Magazine Le Mensuel

Nº 3084 du vendredi 1er décembre 2017

Point final

Un retour «positif»… !?

Mais qu’est-ce qui t’a poussé à revenir?»
Une question unanime qu’on n’a pas cessé de me poser depuis le premier jour de mon retour au pays après plus de trente-cinq ans d’absence.
Pour certains, rien ne peut justifier une pareille décision! Quitter le confort et la quiétude des bords de Seine pour venir plonger dans cette mer libanaise trouble et polluée par tous les maux! Faire le chemin inverse leur paraît plus logique!
Deux ans après, que puis-je retenir de ce séjour prolongé?
J’aurais pu leur donner raison en évoquant les aspects négatifs rencontrés au fil des jours, et ils sont nombreux!
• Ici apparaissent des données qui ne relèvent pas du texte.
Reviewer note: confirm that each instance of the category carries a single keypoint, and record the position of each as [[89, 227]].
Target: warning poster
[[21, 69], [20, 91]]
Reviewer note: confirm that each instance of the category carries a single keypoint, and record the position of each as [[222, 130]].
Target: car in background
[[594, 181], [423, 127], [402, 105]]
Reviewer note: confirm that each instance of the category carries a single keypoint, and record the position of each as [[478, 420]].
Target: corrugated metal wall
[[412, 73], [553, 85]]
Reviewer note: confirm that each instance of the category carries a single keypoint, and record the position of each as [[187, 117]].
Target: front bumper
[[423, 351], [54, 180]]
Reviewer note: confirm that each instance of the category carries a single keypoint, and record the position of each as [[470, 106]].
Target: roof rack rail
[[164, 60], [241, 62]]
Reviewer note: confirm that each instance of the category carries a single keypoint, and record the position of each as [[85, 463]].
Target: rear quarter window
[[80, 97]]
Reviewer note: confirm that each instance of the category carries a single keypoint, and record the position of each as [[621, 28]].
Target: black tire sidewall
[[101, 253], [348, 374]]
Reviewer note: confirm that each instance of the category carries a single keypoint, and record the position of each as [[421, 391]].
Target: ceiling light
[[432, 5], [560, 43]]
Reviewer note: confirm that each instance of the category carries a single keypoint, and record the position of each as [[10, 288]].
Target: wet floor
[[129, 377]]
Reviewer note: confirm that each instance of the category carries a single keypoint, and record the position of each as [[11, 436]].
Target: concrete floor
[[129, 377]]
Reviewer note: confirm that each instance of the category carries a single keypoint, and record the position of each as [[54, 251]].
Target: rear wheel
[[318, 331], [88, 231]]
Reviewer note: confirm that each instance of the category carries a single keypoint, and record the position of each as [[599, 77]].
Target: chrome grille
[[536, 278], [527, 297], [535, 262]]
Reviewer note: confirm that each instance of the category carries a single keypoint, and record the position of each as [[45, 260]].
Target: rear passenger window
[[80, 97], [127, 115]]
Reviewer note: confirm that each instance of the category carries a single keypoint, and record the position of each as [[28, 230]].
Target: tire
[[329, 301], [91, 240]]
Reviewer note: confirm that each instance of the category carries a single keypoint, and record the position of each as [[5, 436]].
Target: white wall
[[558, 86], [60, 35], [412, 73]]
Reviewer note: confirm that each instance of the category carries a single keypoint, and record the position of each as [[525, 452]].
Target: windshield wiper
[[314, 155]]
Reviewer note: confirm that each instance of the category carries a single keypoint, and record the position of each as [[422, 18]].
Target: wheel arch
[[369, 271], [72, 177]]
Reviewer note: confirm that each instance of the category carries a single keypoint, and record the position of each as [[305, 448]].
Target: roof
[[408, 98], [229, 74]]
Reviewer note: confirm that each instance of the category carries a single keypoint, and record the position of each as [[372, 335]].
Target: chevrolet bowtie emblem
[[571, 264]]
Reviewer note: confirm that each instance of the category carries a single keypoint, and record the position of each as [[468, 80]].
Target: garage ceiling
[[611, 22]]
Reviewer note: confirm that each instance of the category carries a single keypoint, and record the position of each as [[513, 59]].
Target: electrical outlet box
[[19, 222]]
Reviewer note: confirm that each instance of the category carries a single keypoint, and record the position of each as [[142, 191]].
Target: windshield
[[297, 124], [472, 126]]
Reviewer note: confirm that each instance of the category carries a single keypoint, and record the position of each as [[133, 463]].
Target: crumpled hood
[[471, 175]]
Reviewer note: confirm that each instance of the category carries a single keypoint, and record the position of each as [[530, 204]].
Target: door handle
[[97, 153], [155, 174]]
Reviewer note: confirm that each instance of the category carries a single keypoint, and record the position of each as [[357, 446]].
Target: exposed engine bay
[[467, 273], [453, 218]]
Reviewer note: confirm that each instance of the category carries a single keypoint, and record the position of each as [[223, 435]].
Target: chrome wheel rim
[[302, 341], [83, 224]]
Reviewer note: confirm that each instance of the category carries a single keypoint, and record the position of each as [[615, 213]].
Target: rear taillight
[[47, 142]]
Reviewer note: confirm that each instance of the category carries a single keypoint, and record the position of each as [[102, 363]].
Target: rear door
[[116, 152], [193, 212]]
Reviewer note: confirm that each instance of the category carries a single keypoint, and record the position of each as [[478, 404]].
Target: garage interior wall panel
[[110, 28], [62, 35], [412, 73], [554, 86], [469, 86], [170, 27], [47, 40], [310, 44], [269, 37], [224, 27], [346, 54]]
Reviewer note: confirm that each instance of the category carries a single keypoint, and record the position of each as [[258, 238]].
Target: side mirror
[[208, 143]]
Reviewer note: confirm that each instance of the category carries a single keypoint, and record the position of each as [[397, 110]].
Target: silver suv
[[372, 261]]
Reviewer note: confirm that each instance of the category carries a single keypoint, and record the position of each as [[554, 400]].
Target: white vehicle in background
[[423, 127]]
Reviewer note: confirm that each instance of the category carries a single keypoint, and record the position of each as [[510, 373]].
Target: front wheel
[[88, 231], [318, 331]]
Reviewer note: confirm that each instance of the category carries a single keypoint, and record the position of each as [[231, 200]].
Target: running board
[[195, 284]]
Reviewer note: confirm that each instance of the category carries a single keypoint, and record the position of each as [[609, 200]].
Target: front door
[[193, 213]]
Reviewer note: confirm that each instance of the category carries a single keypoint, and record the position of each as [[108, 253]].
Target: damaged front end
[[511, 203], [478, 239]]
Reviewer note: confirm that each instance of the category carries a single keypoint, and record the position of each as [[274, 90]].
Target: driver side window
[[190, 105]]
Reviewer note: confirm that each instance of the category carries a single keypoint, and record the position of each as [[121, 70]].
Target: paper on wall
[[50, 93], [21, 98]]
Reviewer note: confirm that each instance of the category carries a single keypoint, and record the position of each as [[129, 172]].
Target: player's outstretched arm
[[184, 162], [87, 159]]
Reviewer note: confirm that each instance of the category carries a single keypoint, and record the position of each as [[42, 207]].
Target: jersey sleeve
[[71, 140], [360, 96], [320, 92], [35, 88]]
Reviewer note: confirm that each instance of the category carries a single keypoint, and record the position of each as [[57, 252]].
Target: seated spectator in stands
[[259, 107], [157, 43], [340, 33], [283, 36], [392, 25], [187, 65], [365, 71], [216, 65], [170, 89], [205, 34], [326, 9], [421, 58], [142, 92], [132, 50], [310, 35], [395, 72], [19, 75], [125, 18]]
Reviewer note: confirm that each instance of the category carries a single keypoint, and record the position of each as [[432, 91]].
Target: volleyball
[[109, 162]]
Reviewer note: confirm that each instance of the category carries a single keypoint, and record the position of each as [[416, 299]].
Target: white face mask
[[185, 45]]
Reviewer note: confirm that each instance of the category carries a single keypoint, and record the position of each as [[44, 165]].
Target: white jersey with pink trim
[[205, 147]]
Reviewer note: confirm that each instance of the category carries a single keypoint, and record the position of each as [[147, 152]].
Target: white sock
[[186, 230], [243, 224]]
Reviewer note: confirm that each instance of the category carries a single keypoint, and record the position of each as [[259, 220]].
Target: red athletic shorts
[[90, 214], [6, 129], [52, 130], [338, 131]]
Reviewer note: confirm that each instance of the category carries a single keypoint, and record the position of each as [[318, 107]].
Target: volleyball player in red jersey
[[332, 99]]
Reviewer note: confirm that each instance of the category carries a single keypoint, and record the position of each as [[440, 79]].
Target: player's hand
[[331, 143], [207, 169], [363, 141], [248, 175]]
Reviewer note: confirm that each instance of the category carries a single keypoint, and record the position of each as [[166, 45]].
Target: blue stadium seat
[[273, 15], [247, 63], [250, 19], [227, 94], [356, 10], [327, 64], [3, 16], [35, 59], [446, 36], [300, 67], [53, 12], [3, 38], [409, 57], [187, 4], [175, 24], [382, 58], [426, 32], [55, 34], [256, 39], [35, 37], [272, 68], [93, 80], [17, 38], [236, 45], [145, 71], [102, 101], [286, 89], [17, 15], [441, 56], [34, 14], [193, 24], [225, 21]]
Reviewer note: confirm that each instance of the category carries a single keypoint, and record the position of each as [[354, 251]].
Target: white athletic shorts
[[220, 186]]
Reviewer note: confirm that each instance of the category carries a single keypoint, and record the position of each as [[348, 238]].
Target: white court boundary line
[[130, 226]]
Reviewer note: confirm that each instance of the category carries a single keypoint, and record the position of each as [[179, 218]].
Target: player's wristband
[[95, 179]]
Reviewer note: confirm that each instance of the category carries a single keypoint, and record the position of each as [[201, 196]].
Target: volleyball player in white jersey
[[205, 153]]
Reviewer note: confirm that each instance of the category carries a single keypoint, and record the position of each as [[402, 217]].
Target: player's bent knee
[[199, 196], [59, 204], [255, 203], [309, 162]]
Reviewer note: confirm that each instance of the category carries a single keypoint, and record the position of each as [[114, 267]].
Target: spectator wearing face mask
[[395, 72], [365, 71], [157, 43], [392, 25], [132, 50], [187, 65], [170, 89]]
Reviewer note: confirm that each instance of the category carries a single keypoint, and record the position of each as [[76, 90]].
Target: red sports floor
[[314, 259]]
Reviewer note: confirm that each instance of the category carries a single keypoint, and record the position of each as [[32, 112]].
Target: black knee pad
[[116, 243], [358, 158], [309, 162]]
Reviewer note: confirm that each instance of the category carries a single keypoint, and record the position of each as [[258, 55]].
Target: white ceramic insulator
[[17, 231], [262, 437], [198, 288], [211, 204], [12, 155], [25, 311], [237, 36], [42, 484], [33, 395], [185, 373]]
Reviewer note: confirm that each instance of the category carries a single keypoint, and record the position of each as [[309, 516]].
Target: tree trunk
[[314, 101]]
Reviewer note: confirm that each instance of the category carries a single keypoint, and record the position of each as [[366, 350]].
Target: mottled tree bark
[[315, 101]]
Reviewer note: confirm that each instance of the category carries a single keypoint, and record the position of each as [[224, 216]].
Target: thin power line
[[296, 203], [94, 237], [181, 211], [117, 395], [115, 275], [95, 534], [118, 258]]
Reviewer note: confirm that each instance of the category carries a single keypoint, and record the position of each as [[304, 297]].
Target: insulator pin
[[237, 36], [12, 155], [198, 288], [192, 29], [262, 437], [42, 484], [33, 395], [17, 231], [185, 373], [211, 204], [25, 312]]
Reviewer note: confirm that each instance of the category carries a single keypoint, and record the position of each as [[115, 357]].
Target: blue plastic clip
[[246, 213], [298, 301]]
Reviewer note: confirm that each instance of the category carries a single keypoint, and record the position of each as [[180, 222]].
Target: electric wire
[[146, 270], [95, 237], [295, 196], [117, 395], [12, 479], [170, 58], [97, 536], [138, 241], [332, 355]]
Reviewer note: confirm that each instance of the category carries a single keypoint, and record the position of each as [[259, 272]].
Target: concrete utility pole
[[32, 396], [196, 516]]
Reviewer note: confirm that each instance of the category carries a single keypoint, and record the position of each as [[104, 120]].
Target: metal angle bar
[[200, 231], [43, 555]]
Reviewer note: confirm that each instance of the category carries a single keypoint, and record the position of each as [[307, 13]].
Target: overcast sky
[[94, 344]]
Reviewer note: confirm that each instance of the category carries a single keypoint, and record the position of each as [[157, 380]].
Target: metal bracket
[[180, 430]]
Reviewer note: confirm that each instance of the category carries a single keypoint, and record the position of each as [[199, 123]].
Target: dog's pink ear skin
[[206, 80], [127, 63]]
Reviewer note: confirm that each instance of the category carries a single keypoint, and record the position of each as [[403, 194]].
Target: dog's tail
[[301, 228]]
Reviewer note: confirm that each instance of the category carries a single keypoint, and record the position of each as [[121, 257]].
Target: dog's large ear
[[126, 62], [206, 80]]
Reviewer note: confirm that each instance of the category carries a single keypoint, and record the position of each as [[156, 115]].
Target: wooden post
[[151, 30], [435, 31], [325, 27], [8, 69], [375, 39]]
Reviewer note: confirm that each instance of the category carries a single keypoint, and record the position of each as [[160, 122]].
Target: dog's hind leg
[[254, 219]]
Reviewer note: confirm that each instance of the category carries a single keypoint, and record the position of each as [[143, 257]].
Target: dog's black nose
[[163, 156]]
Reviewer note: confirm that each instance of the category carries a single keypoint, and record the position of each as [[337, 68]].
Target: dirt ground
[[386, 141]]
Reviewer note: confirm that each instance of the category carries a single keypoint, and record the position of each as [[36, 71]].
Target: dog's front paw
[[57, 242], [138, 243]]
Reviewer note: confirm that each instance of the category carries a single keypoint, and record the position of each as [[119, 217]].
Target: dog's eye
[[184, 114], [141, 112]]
Mais ma démarche a été autre; celle d’essayer de relever sur une petite page blanche quelques signes positifs et encourageants:
● Oui, il y a encore dans ce pays des citoyens qui font confiance à d’autres concitoyens ne venant pas de leur circonscription, n’appartenant pas à leur confession et ne s’affiliant pas à leur parti!
● Oui, il subsiste encore des «hommes d’Etat» qui savent conjuguer les valeurs humaines de fidélité et de courage avec un attachement viscéral au respect de la notion de l’Etat et à la protection de ses institutions.
● Oui, il existe toujours des «responsables» qui savent assumer leurs hautes responsabilités tout en étant à l’écoute des doléances des faibles, comme ce marchand ambulant maltraité ou cette citoyenne qui a subi une injustice.
● Oui, il reste encore des fonctionnaires compétents et intègres pour qui le sens du devoir a encore une place dans leur travail quotidien.
● Oui, il demeure des travailleurs valeureux qui, pour gagner leur pain à la sueur de leur front sans souiller leur conscience, sont disposés à changer trois fois de minibus pour faire un trajet de plus de trois heures, de jour comme de nuit, dans la chaleur torride de l’été et le froid glacial de l’hiver pour rejoindre leur poste de travail.
● Oui, des femmes «battantes» partant tôt le matin, rentrant tard l’après-midi, jonglant avec les horaires afin de pouvoir se consacrer le soir aux tâches familiales, n’ont pas disparu du paysage social.
● Oui, des jeunes volontaires, bénévoles et dévoués, qui s’activent dans l’anonymat de la vie associative loin de l’exhibition et du show-off médiatique, consacrent temps, compétences et argent au service d’autrui.
● Oui, il n’est pas surprenant de voir des hommes qui assument pleinement leur devoir de manier les armes d’une main pour assurer une mission sécuritaire, et n’hésitent pas à saisir de l’autre main un pinceau ou un instrument de musique pour mettre des couleurs sur une toile sombre et de la joie dans une ambiance morose.  
● Oui, une nouvelle race de résistants acharnés dans leur défense et leur attachement au papier, s’obstine à faire face aux nouveaux envahisseurs technologiques, tel cet éditeur chevronné qui persévère dans la diffusion de livres multilingues dans un souci de préserver une certaine vision de la culture, la vraie, l’authentique.
● Oui, les derniers rescapés du Titanic de l’encre noire continuent de lutter avec détermination, la plume à la main, le ventre creux, les poches vides, afin d’éviter le naufrage total du bateau dénommé «Liberté».  
Je pourrais, à l’appui de chaque constatation avancée, raconter bon nombre de situations vécues, dessiner des visages rencontrés et citer des noms par dizaines…
Pour tous ces éléments et d’autres encore, j’ai voulu apporter ce modeste témoignage vécu au quotidien pendant ces derniers vingt-quatre mois au sein d’un ministère en confrontation directe avec la vie du citoyen et de son quotidien.
Il atteste une fois de plus, que ce pays qui a pu «survivre» dans le passé, malgré tout et en dépit de tous, montre chaque jour des signes d’espérance et de résurrection, et prouve bien, comme le disait Jean Prieur, que «Tant qu’il y a de l’espoir, il y a de la vie».